With that said, “A Complete Unknown” helped me to know the origins of my dad’s influences as painted on the big screen. My father would have been in his early 30s then, witnessing countless world changes from the 1950s into the 1960s…yet he found solace and expression in folk music and traditionalism like many others during that time. 

Even though I wasn’t around back then (I arrived on the scene in 1977), I felt a nostalgia and familiarity while watching the movie given the fact that folk music was always such an integral part of life for me, my dad, my mom Katie and my brother Dan. 

Our wall of vinyl included Seeger, Dylan, Baez, Mitchell, Odetta, Cash, and hundreds of others mentioned in the movie, in the folk genre & then some.

I’m including some photos of the poster of Pete and my dad performing together, my mom & dad back in the 70s, my dad & Pete Seeger when he visited our house when Pete was close to 90 years old, as well as some correspondence to my dad that he hung proudly on the wall of our home.

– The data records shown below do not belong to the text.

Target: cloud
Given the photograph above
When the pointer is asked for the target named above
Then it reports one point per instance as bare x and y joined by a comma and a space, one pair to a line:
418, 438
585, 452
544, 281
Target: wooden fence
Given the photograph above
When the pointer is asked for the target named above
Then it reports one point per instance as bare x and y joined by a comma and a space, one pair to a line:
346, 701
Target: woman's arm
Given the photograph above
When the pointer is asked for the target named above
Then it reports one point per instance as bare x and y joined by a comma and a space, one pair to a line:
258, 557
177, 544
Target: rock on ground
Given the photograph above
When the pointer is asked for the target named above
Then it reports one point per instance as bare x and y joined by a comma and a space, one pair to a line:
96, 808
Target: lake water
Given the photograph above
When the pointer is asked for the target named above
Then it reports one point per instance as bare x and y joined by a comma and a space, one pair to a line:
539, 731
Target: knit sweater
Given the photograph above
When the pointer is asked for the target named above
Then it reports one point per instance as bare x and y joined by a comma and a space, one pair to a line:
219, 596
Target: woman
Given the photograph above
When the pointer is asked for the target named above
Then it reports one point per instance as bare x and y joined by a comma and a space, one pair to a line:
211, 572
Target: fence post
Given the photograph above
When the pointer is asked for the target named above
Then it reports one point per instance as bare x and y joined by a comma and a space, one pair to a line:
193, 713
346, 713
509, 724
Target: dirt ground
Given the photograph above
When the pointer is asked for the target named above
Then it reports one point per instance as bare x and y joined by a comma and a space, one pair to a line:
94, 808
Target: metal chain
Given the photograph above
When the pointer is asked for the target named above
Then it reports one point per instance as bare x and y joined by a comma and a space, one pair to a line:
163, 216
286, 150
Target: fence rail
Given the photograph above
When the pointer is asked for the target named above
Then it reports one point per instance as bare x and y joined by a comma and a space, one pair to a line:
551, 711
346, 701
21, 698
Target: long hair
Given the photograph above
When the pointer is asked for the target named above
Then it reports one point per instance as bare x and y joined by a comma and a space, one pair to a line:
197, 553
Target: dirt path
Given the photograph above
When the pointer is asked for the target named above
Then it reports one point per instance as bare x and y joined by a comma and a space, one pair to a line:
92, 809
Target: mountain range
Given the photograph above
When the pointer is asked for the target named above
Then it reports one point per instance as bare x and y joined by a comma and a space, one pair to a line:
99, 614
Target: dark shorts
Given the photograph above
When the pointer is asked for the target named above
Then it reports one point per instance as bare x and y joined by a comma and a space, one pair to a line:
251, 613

I also located one letter online from Pete to Bob Dylan citing the “infamous” and historical 1965 Newport Folk Festival performance because of the insight it adds to the movie scene and various accounts. 

Pete always had his special signature!! If you have any interest whatsoever in the foundations of music as we know it today, I urge you to take time out of your day to be transported into “A Complete Unknown.” But now you also know that good old Easton, CT was known to Pete Seeger, one of folk’s greatest…Far out, man.

Written with love and respect to two souls who departed us in the month of January: my father, Will Tressler who passed away January 2, 2012, and to Pete Seeger, who passed away January 27, 2014.